An integrated approach usually implies that a single person is meant to handle the entire process. For larger projects, it might be possible to have one such person oversee the process as acted out by others, but still requires that person be thoroughly versed in the individual issues in order to maintain the same kind broad overview of the process.
The focus of this thesis is on the single practitioner, and the way that single practitioners are enabled is by better tools. Where video production was once exclusively the domain of large teams of people with expensive equipment, it’s now possible to edit movies on a desktop workstation through tools that better enable individual users. This hasn’t lead to the larger teams disappearing, but highlights the power of individual practitioners enabled by the right tools.
As a necessary supplementary component, a tool called Processing has been developed in conjunction with this research. It is a Java-based software development environment that aims to simplify the construction of graphically-oriented software. This goal helps beginners with programming concepts by placing the more interesting parts at the surface, while also providing a sketching environment for advanced users.
The majority of the projects described in this dissertation were developed using Processing, and provide examples of its capabilities.
Processing was conceived of and implemented by Casey Reas and this author, and is supported by an international community of collaborators. The project is discussed further in chapter six.

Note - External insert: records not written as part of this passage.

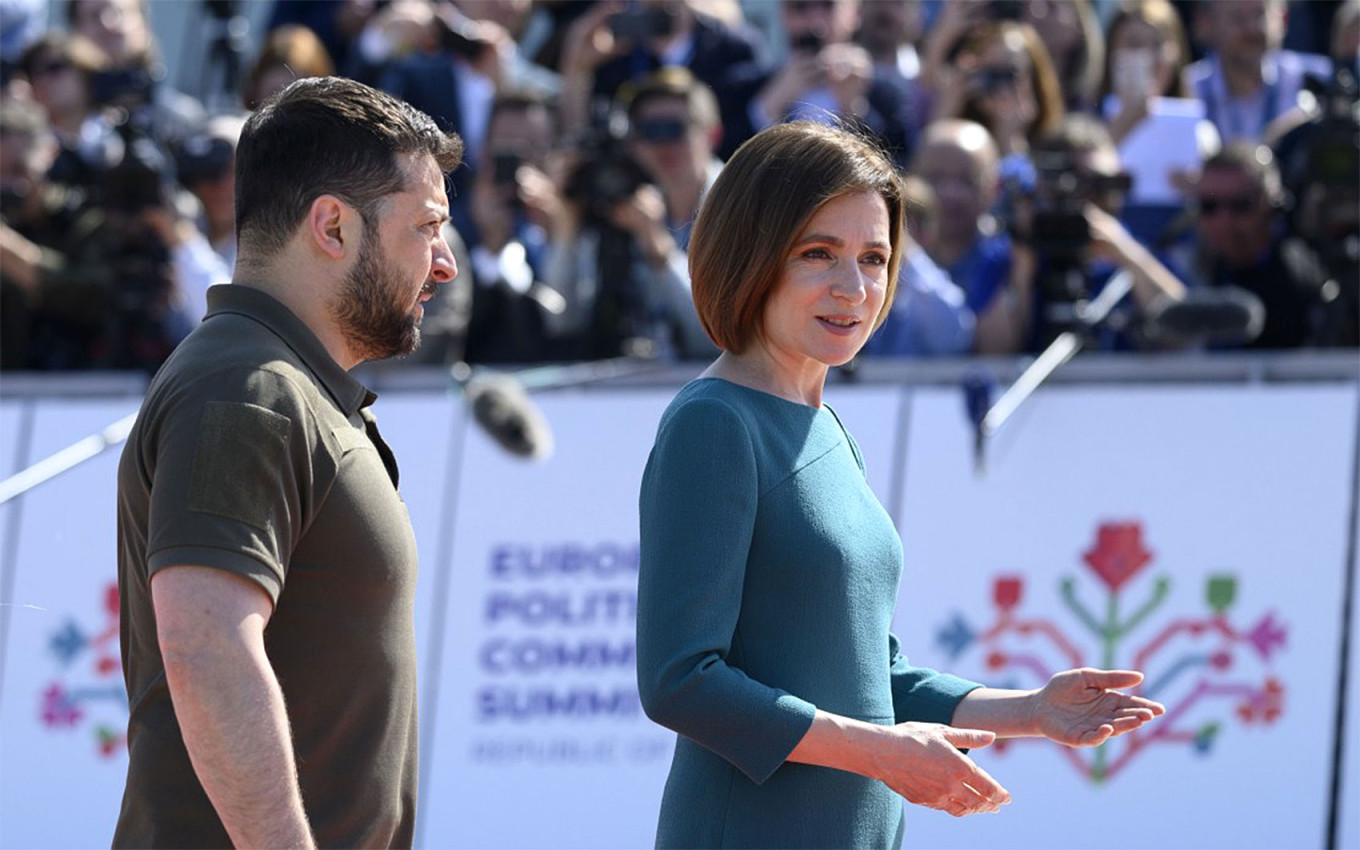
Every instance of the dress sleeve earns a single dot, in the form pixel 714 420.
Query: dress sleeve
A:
pixel 698 510
pixel 921 694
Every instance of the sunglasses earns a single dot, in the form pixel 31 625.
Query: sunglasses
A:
pixel 1241 204
pixel 52 65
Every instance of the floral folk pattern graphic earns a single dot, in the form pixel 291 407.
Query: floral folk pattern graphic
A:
pixel 90 660
pixel 1190 663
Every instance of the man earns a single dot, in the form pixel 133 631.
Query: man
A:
pixel 267 563
pixel 132 76
pixel 827 75
pixel 1243 242
pixel 959 162
pixel 1247 80
pixel 929 314
pixel 623 264
pixel 517 210
pixel 607 49
pixel 82 284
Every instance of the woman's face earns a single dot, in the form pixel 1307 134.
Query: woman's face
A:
pixel 834 283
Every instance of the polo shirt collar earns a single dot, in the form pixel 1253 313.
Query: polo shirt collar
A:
pixel 269 312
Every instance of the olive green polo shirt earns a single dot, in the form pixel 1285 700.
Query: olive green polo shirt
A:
pixel 256 453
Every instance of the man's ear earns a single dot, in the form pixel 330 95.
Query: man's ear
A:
pixel 332 226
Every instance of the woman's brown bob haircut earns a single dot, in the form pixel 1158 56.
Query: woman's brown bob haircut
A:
pixel 760 203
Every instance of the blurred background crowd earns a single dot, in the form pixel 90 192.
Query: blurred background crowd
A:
pixel 1051 146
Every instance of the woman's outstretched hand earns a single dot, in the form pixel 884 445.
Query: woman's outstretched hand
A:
pixel 1085 707
pixel 924 763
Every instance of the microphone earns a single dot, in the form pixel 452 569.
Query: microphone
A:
pixel 507 415
pixel 502 407
pixel 1219 314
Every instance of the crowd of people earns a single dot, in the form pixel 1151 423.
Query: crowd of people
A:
pixel 1051 146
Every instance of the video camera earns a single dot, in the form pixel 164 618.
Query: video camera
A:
pixel 1321 174
pixel 1046 210
pixel 605 176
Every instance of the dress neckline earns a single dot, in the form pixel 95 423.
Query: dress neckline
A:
pixel 760 392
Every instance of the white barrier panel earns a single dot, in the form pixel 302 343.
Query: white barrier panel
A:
pixel 537 694
pixel 63 706
pixel 1196 533
pixel 537 707
pixel 1348 828
pixel 1238 497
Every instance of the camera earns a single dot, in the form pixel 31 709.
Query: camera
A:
pixel 125 87
pixel 505 165
pixel 643 22
pixel 1321 172
pixel 604 177
pixel 1057 227
pixel 994 79
pixel 201 158
pixel 1007 10
pixel 807 42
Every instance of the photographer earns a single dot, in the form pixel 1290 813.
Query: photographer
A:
pixel 623 268
pixel 1068 230
pixel 133 75
pixel 518 212
pixel 61 72
pixel 828 75
pixel 616 44
pixel 1245 240
pixel 91 286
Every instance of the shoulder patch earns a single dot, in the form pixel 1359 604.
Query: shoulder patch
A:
pixel 240 463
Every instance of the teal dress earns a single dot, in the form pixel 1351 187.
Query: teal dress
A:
pixel 767 585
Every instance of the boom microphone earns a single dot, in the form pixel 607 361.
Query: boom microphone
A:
pixel 1219 314
pixel 506 412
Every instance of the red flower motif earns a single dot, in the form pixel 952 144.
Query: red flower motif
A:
pixel 1118 552
pixel 1005 592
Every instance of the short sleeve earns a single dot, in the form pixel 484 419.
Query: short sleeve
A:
pixel 233 469
pixel 698 509
pixel 921 694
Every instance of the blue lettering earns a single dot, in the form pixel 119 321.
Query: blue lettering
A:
pixel 532 656
pixel 537 703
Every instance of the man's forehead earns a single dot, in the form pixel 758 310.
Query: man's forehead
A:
pixel 425 182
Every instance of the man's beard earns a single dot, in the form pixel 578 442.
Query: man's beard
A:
pixel 371 313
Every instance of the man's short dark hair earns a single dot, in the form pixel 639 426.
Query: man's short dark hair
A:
pixel 327 136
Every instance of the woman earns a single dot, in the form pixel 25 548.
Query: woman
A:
pixel 1147 59
pixel 769 570
pixel 1000 75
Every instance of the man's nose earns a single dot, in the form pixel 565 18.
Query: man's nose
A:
pixel 444 268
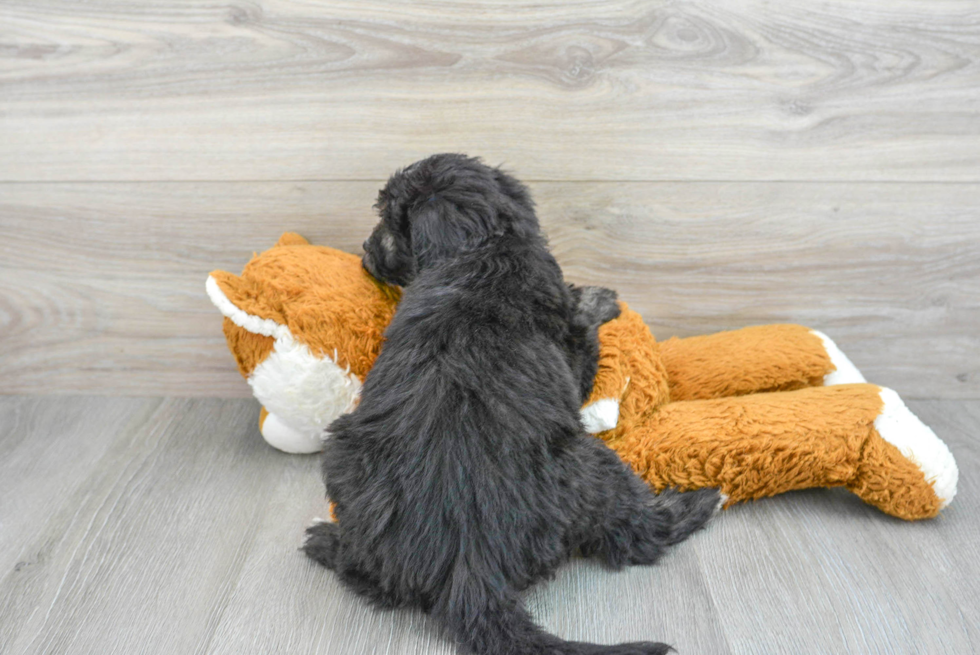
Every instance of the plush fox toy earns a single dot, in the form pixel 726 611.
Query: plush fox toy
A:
pixel 756 411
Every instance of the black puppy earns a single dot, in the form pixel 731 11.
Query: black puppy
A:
pixel 464 475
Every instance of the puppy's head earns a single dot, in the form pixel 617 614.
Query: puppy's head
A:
pixel 440 206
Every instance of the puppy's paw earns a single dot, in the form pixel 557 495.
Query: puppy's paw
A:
pixel 322 542
pixel 689 511
pixel 597 305
pixel 639 648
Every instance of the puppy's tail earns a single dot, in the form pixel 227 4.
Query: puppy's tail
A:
pixel 487 618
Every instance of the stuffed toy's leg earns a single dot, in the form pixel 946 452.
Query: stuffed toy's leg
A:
pixel 860 436
pixel 286 438
pixel 762 358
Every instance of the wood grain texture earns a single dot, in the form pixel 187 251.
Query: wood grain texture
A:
pixel 102 285
pixel 289 89
pixel 164 526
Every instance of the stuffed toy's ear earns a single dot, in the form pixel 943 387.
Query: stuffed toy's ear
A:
pixel 242 301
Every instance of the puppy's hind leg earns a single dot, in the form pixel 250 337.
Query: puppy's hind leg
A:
pixel 324 546
pixel 636 526
pixel 322 543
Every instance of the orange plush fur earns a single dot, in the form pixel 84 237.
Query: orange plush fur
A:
pixel 743 410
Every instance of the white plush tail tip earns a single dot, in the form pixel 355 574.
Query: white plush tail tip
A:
pixel 600 416
pixel 845 372
pixel 919 444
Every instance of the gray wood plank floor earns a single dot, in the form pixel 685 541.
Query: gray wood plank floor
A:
pixel 133 525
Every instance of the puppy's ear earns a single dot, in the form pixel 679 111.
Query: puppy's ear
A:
pixel 439 229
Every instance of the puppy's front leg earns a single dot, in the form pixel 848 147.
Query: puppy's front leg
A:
pixel 593 307
pixel 323 543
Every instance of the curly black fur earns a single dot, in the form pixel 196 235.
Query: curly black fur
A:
pixel 464 475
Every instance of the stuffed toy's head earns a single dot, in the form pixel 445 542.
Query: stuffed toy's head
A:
pixel 305 325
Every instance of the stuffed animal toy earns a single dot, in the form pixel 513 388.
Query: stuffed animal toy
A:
pixel 756 412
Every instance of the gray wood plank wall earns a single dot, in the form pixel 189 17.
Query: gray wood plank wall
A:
pixel 721 165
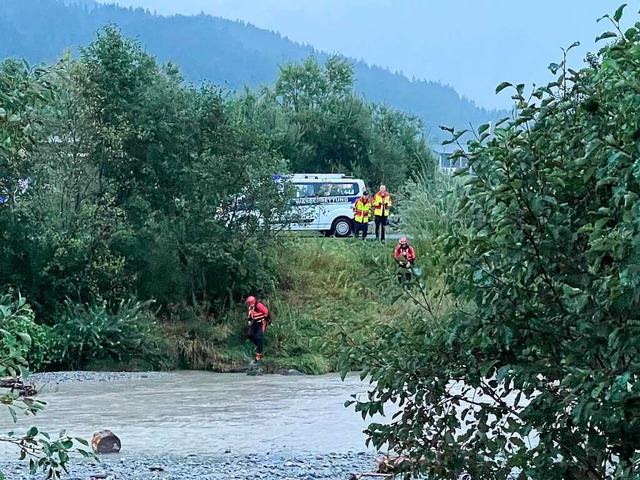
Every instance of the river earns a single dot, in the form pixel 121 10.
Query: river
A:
pixel 206 413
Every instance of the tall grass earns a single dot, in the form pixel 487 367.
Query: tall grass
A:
pixel 326 288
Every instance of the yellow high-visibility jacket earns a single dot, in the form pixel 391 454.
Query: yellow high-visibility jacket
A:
pixel 362 210
pixel 381 204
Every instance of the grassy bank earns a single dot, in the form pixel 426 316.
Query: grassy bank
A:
pixel 327 288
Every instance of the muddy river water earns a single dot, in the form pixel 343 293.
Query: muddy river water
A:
pixel 206 413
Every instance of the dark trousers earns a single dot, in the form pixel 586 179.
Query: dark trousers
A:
pixel 256 335
pixel 404 273
pixel 381 223
pixel 360 227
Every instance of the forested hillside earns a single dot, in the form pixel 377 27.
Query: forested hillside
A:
pixel 224 52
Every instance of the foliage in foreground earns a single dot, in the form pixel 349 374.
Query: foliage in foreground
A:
pixel 535 371
pixel 45 453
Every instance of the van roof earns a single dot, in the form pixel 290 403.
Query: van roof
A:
pixel 319 176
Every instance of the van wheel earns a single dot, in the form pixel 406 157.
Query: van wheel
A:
pixel 342 227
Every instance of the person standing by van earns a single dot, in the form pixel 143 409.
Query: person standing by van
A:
pixel 381 210
pixel 258 316
pixel 361 212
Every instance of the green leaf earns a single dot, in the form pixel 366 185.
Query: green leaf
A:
pixel 606 35
pixel 595 393
pixel 618 14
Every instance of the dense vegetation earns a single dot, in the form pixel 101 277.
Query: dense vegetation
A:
pixel 529 364
pixel 114 172
pixel 224 52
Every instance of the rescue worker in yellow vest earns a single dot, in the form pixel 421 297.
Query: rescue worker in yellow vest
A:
pixel 361 212
pixel 381 210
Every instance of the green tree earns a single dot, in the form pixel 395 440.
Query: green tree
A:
pixel 45 453
pixel 535 371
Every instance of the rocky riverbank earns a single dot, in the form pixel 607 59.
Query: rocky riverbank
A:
pixel 82 376
pixel 260 466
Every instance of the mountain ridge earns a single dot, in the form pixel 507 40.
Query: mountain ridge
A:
pixel 242 54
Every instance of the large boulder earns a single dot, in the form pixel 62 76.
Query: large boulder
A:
pixel 105 441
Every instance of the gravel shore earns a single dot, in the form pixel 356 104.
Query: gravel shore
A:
pixel 239 467
pixel 79 376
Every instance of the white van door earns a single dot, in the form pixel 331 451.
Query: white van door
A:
pixel 305 207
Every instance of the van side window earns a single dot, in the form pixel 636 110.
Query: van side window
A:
pixel 304 190
pixel 339 189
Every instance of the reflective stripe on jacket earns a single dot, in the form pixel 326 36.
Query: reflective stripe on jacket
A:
pixel 406 251
pixel 258 312
pixel 362 210
pixel 381 204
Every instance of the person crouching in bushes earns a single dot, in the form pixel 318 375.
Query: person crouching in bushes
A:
pixel 405 255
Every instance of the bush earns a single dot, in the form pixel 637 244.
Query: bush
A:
pixel 43 346
pixel 537 372
pixel 124 336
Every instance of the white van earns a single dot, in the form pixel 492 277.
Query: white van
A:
pixel 324 202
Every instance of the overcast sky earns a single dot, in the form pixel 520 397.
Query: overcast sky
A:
pixel 470 44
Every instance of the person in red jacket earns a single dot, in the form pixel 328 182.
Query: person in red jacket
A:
pixel 259 317
pixel 405 255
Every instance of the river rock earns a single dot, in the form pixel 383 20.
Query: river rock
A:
pixel 290 371
pixel 255 369
pixel 105 441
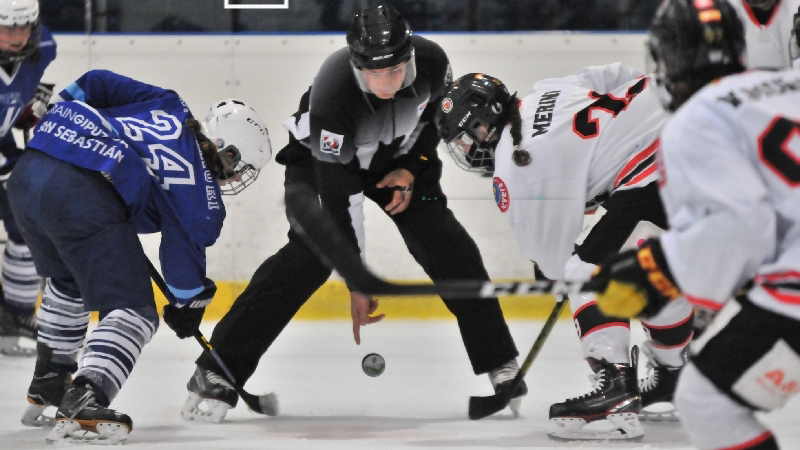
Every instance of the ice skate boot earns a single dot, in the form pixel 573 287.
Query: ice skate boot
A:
pixel 215 391
pixel 615 397
pixel 81 419
pixel 13 327
pixel 47 389
pixel 502 379
pixel 657 391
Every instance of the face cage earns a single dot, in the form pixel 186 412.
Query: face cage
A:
pixel 476 159
pixel 232 187
pixel 410 75
pixel 8 57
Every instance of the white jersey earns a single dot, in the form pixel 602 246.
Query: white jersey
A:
pixel 767 45
pixel 588 134
pixel 730 177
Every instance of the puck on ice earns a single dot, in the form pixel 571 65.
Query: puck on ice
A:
pixel 373 364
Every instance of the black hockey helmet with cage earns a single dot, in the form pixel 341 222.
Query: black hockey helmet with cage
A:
pixel 691 43
pixel 762 4
pixel 378 38
pixel 473 110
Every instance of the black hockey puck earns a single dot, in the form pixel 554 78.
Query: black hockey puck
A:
pixel 373 364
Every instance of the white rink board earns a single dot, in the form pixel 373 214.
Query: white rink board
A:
pixel 272 71
pixel 328 403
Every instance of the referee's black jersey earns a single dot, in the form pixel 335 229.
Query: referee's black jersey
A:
pixel 355 138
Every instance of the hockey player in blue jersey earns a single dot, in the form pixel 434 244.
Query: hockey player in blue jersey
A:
pixel 26 49
pixel 114 157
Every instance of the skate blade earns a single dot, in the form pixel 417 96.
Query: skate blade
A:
pixel 625 426
pixel 659 412
pixel 514 405
pixel 204 409
pixel 268 404
pixel 10 346
pixel 34 416
pixel 92 433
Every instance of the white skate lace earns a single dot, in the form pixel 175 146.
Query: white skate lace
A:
pixel 213 378
pixel 597 383
pixel 649 383
pixel 507 371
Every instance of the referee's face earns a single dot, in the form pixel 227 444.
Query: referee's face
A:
pixel 384 83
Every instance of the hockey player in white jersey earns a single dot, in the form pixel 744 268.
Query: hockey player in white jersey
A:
pixel 569 145
pixel 767 30
pixel 729 182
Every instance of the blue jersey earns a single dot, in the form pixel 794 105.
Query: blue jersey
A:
pixel 136 135
pixel 16 92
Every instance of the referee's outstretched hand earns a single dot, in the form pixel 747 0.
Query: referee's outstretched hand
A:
pixel 402 182
pixel 361 306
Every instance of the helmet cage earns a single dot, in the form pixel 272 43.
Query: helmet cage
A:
pixel 689 47
pixel 794 48
pixel 30 47
pixel 236 173
pixel 242 142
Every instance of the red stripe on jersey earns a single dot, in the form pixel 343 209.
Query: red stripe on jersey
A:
pixel 793 298
pixel 668 347
pixel 703 303
pixel 778 277
pixel 606 325
pixel 752 442
pixel 630 166
pixel 664 327
pixel 647 172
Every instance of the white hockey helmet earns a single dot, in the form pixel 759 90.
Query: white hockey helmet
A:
pixel 20 13
pixel 242 140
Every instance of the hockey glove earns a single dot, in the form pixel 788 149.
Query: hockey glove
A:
pixel 185 319
pixel 634 283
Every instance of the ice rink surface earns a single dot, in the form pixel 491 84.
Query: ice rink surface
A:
pixel 327 402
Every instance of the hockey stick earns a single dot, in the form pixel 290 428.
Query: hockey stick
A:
pixel 480 407
pixel 262 404
pixel 320 233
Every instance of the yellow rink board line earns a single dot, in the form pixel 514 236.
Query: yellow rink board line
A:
pixel 332 301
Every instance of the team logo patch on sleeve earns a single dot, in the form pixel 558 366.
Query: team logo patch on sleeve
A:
pixel 447 105
pixel 501 196
pixel 331 143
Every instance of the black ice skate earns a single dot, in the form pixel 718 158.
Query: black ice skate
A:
pixel 81 418
pixel 657 391
pixel 502 379
pixel 215 391
pixel 13 327
pixel 47 389
pixel 615 397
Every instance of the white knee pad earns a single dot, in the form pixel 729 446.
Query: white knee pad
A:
pixel 712 419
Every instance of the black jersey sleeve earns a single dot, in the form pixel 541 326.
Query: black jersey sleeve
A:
pixel 434 66
pixel 332 126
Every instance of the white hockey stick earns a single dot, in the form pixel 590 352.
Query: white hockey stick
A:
pixel 320 233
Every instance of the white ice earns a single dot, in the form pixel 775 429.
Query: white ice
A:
pixel 327 402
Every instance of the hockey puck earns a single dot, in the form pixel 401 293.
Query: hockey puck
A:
pixel 373 364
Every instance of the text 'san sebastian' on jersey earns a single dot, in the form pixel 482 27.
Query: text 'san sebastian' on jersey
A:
pixel 136 135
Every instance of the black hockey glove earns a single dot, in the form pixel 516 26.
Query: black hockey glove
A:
pixel 185 320
pixel 634 283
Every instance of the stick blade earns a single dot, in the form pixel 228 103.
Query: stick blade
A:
pixel 480 407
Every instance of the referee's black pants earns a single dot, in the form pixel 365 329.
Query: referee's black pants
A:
pixel 285 281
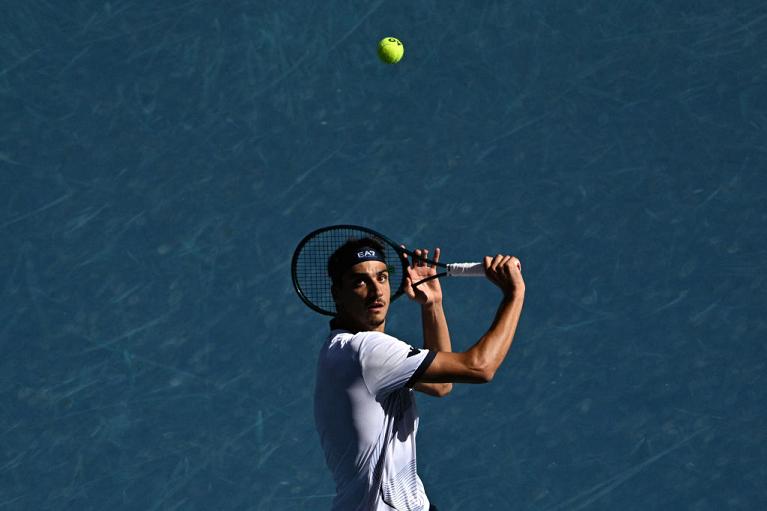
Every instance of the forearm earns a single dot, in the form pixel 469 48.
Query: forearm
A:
pixel 436 336
pixel 490 351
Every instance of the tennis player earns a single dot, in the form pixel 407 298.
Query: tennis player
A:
pixel 364 406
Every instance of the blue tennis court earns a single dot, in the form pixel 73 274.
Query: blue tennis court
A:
pixel 159 162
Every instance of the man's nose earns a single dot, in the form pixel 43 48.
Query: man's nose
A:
pixel 377 289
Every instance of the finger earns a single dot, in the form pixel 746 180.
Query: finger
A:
pixel 497 260
pixel 409 288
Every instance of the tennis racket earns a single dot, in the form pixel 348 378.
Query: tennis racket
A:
pixel 309 267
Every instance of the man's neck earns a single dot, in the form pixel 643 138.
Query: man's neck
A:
pixel 341 323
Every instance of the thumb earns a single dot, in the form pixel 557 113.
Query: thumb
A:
pixel 409 287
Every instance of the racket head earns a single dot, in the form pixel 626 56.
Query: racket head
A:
pixel 309 266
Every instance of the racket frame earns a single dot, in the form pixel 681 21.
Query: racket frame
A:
pixel 398 248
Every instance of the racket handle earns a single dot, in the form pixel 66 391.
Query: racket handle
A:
pixel 466 270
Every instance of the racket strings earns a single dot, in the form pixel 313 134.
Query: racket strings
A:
pixel 311 265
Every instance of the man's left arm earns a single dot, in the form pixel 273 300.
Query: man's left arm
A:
pixel 436 336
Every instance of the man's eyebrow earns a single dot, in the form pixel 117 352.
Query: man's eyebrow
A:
pixel 363 274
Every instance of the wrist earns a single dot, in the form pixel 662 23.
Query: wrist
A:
pixel 431 304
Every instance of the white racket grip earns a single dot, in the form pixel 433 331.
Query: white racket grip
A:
pixel 466 270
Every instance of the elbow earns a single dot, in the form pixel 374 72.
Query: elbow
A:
pixel 486 375
pixel 483 371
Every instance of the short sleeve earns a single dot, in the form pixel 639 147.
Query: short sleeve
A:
pixel 388 363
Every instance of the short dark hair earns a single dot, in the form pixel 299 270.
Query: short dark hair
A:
pixel 337 262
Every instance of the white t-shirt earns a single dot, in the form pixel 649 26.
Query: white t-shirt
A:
pixel 366 417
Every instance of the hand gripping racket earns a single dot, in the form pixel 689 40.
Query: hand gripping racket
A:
pixel 309 267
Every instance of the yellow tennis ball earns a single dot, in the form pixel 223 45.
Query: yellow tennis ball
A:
pixel 390 50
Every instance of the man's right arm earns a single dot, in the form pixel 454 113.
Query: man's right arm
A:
pixel 480 362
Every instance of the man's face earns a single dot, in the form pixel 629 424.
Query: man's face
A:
pixel 362 299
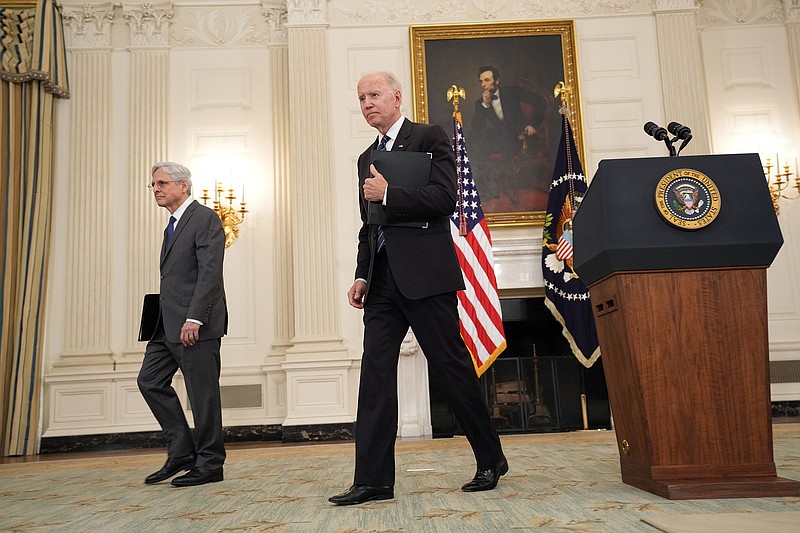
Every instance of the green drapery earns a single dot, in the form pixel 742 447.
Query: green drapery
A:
pixel 33 72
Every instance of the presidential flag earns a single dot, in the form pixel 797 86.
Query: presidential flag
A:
pixel 479 311
pixel 565 294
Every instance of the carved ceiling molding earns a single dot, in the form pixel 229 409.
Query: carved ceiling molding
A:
pixel 349 12
pixel 741 12
pixel 89 24
pixel 149 23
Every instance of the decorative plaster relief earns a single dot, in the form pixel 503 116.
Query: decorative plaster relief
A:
pixel 149 23
pixel 489 8
pixel 675 5
pixel 90 25
pixel 276 17
pixel 541 9
pixel 738 12
pixel 307 11
pixel 220 28
pixel 380 11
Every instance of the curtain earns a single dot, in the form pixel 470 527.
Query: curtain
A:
pixel 33 72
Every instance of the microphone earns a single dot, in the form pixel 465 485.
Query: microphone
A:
pixel 680 131
pixel 656 131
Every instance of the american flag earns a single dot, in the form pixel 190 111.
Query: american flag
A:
pixel 565 295
pixel 479 311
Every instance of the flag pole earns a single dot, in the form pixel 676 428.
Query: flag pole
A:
pixel 454 93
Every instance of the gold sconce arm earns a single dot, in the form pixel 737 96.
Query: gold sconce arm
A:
pixel 781 182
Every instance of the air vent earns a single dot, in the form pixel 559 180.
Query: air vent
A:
pixel 784 371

While every problem is unique, the principles remain the same across data sets and across domains. This dissertation has a particular focus on the application of these methods across data problems from genetics. A domain was chosen so that specific examples could be addressed as a real test for the process introduced in this dissertation.
The difficulty in selecting a problem domain is that the reader must then come to understand parts of that domain in order to evaluate the strength of the solution. For this reason, the initial introduction of the process in chapter two uses a far simpler data set.
In spite of a focus on genetics, the issues are identical to those that must be considered by practitioners in other data-oriented fields. Chapter four describes a specific example concerning genetic variation data, and additional genetics projects are outlined in chapter seven, which catalogs information design experiments across several additional problem domains.